The sole purpose of preparative and process chromatography is to arrive fast at the purest compound at highest yield and competitive price.

Every additional gram of compound is additional income. Sometimes this could also mean additional risks. Most process specialists sign confidentiality agreements with their employers. This makes them scared to take risks, It is easier not to maximize yield and to reduce risks.

As a rule of thumb chemist prefer re-crystallization or distillation over chromatography as purification method. Biochemist, Biotechnologist, Food technologist know that they have almost no alternative in molecular purification / separation processes than chromatography.

Chromatography is still a young process industry that is continuously being advanced with new materials and process methods. Competition in the market is driving the industry towards specialised niche products. Niche product have smaler but high added value markets.

Many new molecules used as API or exipients. They are highly active compounds produced in small quantities. An incewasing amount of novel compounds can’t be crystallized. Thus demand for high yielding low cost chromatography methods is growing.

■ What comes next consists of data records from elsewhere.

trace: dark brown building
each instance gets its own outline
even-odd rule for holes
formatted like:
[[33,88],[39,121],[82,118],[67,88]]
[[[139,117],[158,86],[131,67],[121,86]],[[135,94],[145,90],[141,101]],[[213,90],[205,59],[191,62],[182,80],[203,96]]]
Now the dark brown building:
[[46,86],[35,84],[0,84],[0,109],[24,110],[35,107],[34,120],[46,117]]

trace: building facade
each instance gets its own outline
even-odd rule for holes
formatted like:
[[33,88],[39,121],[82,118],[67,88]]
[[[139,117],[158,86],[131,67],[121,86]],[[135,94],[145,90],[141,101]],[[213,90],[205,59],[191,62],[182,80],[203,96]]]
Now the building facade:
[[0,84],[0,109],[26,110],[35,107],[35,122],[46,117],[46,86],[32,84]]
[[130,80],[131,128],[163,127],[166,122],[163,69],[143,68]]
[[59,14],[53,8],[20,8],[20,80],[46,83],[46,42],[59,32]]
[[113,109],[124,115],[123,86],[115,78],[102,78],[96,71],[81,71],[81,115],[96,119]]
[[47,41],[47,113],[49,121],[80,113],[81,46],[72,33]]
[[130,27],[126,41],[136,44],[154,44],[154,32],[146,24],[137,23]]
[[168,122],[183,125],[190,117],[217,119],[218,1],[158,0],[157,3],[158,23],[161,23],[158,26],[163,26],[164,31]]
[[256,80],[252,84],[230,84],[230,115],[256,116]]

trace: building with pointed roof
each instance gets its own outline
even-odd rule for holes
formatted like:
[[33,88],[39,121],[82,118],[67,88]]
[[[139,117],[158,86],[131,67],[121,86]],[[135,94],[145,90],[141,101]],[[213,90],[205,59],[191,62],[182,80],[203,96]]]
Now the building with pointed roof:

Prep & Production Scale Chromatography is used to extract, fractionate,separate and purify molecules in

Fine chemical production
Manufacture of pharmaceutical compounds
Biotechnology
Food processing
Photochemistry
Hydrometallurgy

The field of Prep and Process Scale Chromatography is very wide and diverse. Standardized plants or standardized turnkey processes do not produce the purest compound fast at the highest yield for the most competitive price! The best strategy is to assess all requirement and then to select the best components that fit the requirements.

Necomer clients often commence looking around for low cost producers or branded products suppliers. This is a risky strategy because consumable and labour cost are often higher than assest depreciation costs. Consequently we start by asking our clients technical questions. We also want to understand overt and covert needs of the clients. Based on the answers we can gage whether or not we are the right partner to help our client achieving his ambition. If there is compatibility it is common practice to sign mutual confidential disclosure agreements. After that we put together a proposal that is being discussed with our clients.  

We are a network of independent partners and highly innovative chromatography pioneers. All of us have built through the years our own process technologies, created  unique particles, plants, equipment and software tools. Pooling our skills and knowledge enables us to move production scale chromatography into a new era.

We are determined to systematically evolve liquid chromatography as the most competitive of all purification methods. With our accumulated skills we enable our clients to manufacture the most competitive compounds! Don’t hesitate to contact us for help.

Important questions to be asked!

The biggest problem today are people that collect addresses, spread SPAMS fake news or attempt to hack your system. Many companies have installed a wide range of protection systems that scan mails at server level.  If you are a serious potential client make sure your E-Mail is genuine.  For your first contact make sure your first contact contains the following address details:

• Company/Institution Name :
• Owners:
• Address:
• Website Address:
• Contact Person:
• E-Mail Address of Contact Person
• Direct Tel No. of Contact

What kind of compounds to be purified / separated?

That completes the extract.